Then again, Ullman dealt with her share of heartbreak growing up. Her father had a heart attack and passed away when she was 6. Her mother had a difficult time trying to raise two young girls on her own and had to work odd jobs just to keep things above water. And when her mum was depressed, it would be Trace and her older sister Patti who would entertain their mother on the window sill of their home in Hackbridge by doing all kinds of entertaining skits.
Even in the worst of times, Ullman said it was having a sense of humor that got her through her childhood. When she was older, she was awarded a scholarship to attend the Italia Conti Academy of the Arts in London, one of the first students at the school established in 1971. Always battling the looks of other students there because of her "ethnic features," Ullman managed to earn a role in the ballet troupe of the German version of the show Gigi at 16. She joined the dance troupe Second Generation after returning from Berlin and branched out into musical theater, doing the West End-based stages for Grease, Elvis The Musical and The Rocky Horror Picture Show.
She branched out into comedy theater where she did the improvisational Four In A Million and won Best Newcomer Award honors for her portrayal of born-again Christian chanteuse Beverly. Soon after, she was given the chance to continue to make funny ways in the TV show Three Of A Kind. At 21 years old, Ullman's career took off.

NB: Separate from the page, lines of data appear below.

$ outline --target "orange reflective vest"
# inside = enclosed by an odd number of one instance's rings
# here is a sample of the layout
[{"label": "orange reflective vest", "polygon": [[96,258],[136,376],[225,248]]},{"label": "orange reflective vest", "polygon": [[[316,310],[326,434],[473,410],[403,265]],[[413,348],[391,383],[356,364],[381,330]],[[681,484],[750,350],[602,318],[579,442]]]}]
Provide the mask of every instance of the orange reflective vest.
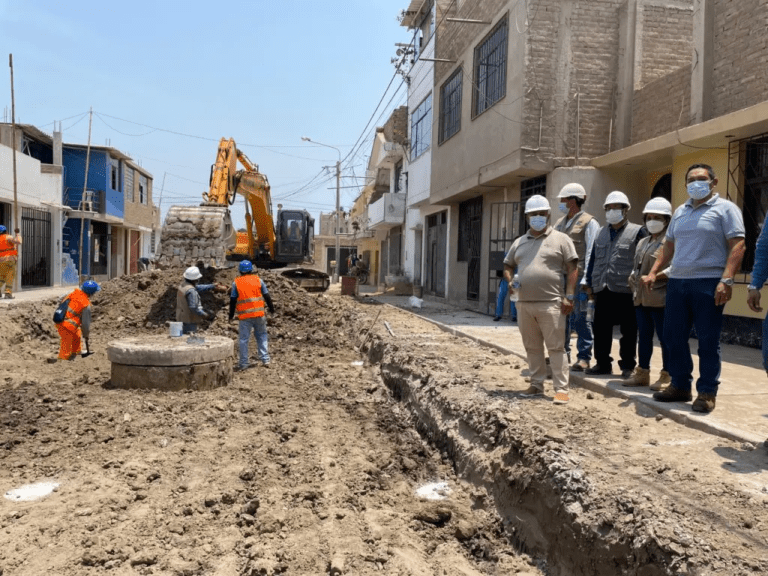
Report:
[{"label": "orange reflective vest", "polygon": [[16,243],[13,242],[13,236],[10,234],[3,234],[0,236],[0,258],[18,255],[19,253],[16,250]]},{"label": "orange reflective vest", "polygon": [[74,292],[67,296],[67,298],[69,298],[69,306],[67,307],[64,321],[61,324],[67,330],[77,332],[82,324],[83,310],[90,306],[91,301],[88,300],[88,295],[80,290],[80,288],[75,288]]},{"label": "orange reflective vest", "polygon": [[260,318],[264,316],[264,297],[261,295],[261,279],[256,274],[245,274],[235,278],[237,288],[237,317]]}]

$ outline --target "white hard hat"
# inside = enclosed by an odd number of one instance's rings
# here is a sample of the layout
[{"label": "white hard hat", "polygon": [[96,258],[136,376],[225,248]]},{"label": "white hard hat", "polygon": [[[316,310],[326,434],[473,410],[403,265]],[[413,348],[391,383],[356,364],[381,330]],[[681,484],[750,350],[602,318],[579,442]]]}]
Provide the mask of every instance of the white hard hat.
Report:
[{"label": "white hard hat", "polygon": [[584,190],[584,186],[581,184],[571,182],[570,184],[563,186],[562,190],[560,190],[560,194],[557,195],[558,198],[570,198],[571,196],[576,196],[576,198],[586,198],[587,191]]},{"label": "white hard hat", "polygon": [[184,278],[187,280],[200,280],[203,275],[200,274],[200,268],[197,266],[190,266],[186,270],[184,270]]},{"label": "white hard hat", "polygon": [[552,210],[552,207],[549,205],[549,200],[544,198],[544,196],[534,194],[525,203],[525,213],[538,212],[539,210],[547,210],[549,212]]},{"label": "white hard hat", "polygon": [[643,214],[662,214],[672,216],[672,204],[666,198],[651,198],[643,208]]},{"label": "white hard hat", "polygon": [[632,208],[632,205],[629,203],[629,198],[627,198],[627,195],[624,194],[624,192],[619,192],[616,190],[615,192],[611,192],[608,194],[608,196],[605,197],[605,202],[603,203],[603,206],[608,206],[608,204],[626,204],[627,208]]}]

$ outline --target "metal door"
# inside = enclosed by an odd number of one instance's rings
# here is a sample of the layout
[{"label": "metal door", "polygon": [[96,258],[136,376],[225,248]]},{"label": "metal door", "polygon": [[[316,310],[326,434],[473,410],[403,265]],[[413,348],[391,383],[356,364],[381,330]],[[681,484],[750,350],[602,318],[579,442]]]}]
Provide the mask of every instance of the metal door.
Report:
[{"label": "metal door", "polygon": [[51,214],[21,209],[21,285],[51,285]]},{"label": "metal door", "polygon": [[[504,272],[504,256],[520,235],[520,202],[491,204],[490,241],[488,243],[488,312],[496,309],[500,273]],[[507,304],[504,303],[507,307]]]}]

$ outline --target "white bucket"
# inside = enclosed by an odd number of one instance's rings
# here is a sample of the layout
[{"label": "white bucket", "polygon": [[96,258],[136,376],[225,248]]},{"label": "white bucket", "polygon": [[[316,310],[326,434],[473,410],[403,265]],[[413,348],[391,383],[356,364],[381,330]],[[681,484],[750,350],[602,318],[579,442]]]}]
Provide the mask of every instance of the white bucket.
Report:
[{"label": "white bucket", "polygon": [[170,334],[174,338],[181,336],[183,324],[181,322],[171,322]]}]

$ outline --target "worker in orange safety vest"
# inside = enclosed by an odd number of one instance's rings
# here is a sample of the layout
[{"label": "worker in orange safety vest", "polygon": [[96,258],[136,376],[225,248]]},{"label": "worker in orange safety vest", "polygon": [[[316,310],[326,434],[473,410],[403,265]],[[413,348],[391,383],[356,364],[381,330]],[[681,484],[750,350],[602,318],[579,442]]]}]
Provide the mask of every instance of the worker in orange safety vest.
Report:
[{"label": "worker in orange safety vest", "polygon": [[238,330],[240,361],[235,370],[246,370],[255,366],[248,360],[248,341],[251,338],[251,330],[256,338],[259,360],[265,368],[268,368],[269,349],[264,304],[266,303],[272,314],[275,313],[275,306],[272,304],[267,285],[254,272],[253,264],[249,260],[243,260],[238,269],[240,276],[232,283],[232,292],[229,297],[229,320],[232,321],[235,312],[240,320]]},{"label": "worker in orange safety vest", "polygon": [[13,299],[13,279],[16,276],[16,262],[19,259],[18,246],[21,245],[19,229],[16,236],[6,232],[8,229],[0,225],[0,288],[5,284],[3,298]]}]

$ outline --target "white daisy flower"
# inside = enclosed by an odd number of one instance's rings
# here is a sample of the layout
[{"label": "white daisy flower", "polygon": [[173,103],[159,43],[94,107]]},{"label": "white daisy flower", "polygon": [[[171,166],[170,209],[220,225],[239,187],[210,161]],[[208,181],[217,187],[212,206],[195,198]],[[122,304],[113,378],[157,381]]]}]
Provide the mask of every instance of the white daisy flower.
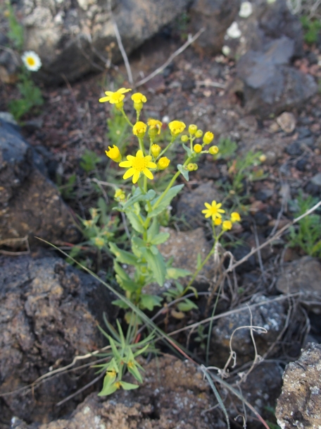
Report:
[{"label": "white daisy flower", "polygon": [[226,34],[229,36],[229,37],[231,37],[231,39],[237,39],[242,33],[239,28],[237,23],[234,21],[227,28]]},{"label": "white daisy flower", "polygon": [[251,3],[249,1],[244,1],[241,4],[239,16],[241,16],[241,18],[248,18],[252,14],[252,12],[253,8]]},{"label": "white daisy flower", "polygon": [[24,52],[21,59],[26,68],[30,71],[38,71],[42,66],[42,61],[39,55],[33,51]]}]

Ullman would have a number of UK on the record chart hits from her two albums, the first one being "You Broke My Heart In 17 Places." She would continue to do comedy on shows like Girls On Top and A Kick Up The Eighties when U.S. TV producer James L. Brooks of Taxi and The Mary Tyler Moore Show fame approached her about doing a show in the U.S. in 1986.
Years earlier, a clairvoyant had told a younger Ullman that one day she would be approached by a producer to go to the U.S. and become a big star there. She more than took advantage of that and in 1987, work began on The Tracey Ullman Show on fledgling FOX TV. It was a comedy variety skit show that had Ullman playing many different characters and whose choreographer had just worked with Janet Jackson on the music videos for her "Control" album -- Paula Abdul.

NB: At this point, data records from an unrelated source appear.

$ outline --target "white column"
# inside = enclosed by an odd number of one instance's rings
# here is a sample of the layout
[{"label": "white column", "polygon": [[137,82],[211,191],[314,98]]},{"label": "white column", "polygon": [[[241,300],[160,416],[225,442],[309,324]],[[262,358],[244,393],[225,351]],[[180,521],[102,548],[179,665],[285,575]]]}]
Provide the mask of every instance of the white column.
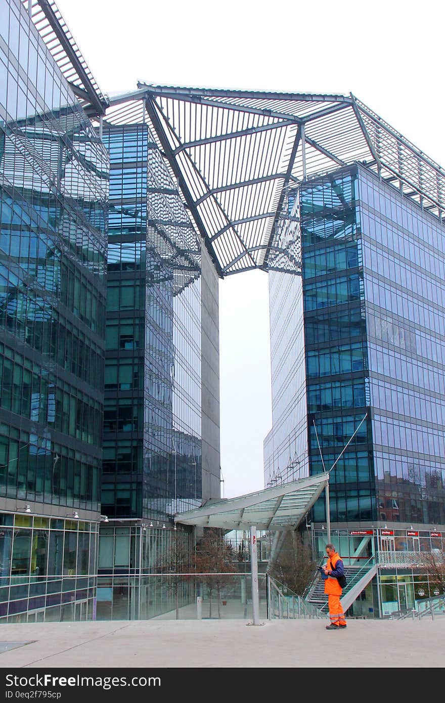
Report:
[{"label": "white column", "polygon": [[259,625],[259,599],[258,597],[258,561],[257,557],[257,527],[250,526],[250,573],[252,574],[252,609],[253,624]]},{"label": "white column", "polygon": [[302,162],[303,165],[303,181],[306,181],[306,131],[304,124],[302,124],[301,131],[302,140]]},{"label": "white column", "polygon": [[196,619],[202,619],[202,597],[201,595],[196,596]]}]

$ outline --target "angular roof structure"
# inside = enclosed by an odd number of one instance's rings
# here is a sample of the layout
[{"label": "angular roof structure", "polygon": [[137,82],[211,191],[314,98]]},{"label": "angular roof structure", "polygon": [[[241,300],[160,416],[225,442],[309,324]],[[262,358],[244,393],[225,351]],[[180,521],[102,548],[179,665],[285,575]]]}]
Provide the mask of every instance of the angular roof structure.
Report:
[{"label": "angular roof structure", "polygon": [[445,171],[352,93],[139,83],[105,119],[150,124],[221,276],[286,257],[299,273],[297,243],[279,239],[289,190],[341,166],[360,162],[437,217],[445,209]]},{"label": "angular roof structure", "polygon": [[301,273],[290,190],[356,162],[441,221],[445,171],[352,93],[138,83],[110,99],[54,0],[22,1],[91,118],[150,125],[221,276],[252,269]]},{"label": "angular roof structure", "polygon": [[329,481],[322,473],[257,493],[211,501],[174,516],[174,522],[202,527],[295,530]]},{"label": "angular roof structure", "polygon": [[40,37],[90,117],[103,115],[102,93],[54,0],[22,0]]}]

The series lasted three seasons and earned four Emmy nominations. But the show isn't remembered for those Emmy nominations or the dancing or anything Ullman did really. It was best known for what Brooks' friend, Matt Groening, put together as a small side project "short" on the show -- a cartoon family called The Simpsons. By 1989, the Simpsons had their own gig on FOX and Ullman's show came to an end the following May.
So if you need someone to "thank" for the longest-running cartoon show in history, it's Tracey Ullman.
Since her show, you can find Ullman via cable television, most famously her HBO show Tracey Takes On ... and her 2005 Emmy-nominated show Tracey Ullman: Live And Exposed. In 2007, Ullman moved over to HBO rival Showtime and in 2008, debuted Tracey Ullman's State Of The Union, which was 19 episodes long over three seasons.
In 2014, Ullman stayed busy: She played the role of Genevieve Scherbatsky in three episodes of the TV series How I Met Your Mother, did an episode of Sofia The First, and played Jack's mother in the Walt Disney movie Into The Woods. She also played Lily Martin in the New York City Center-hosted play The Band Wagon.
And in early March 2015, it was revealed that Ullman was to do her first BBC-based TV show in 30 years -- and the six-show, comedy skit series is called, you guessed it, The Tracey Ullman Show.
Still, if that wasn't enough, she was co-starring in Paul McCartney's 2013 music video for the song "Queenie Eye." Really, she was just paying the Beatle legend back for him making a cameo at the end of her 1984 breakthrough hit "They Don't Know" as she was filming a small role in his 1984 movie Give My Regards To Broad Street.
Tracey Ullman's music career may have been short, but it was just a small part of the talents this British lady has put forward practically her whole life. And "They Don't Know" had a small starring role in it.
Not bad for an established comedienne, huh?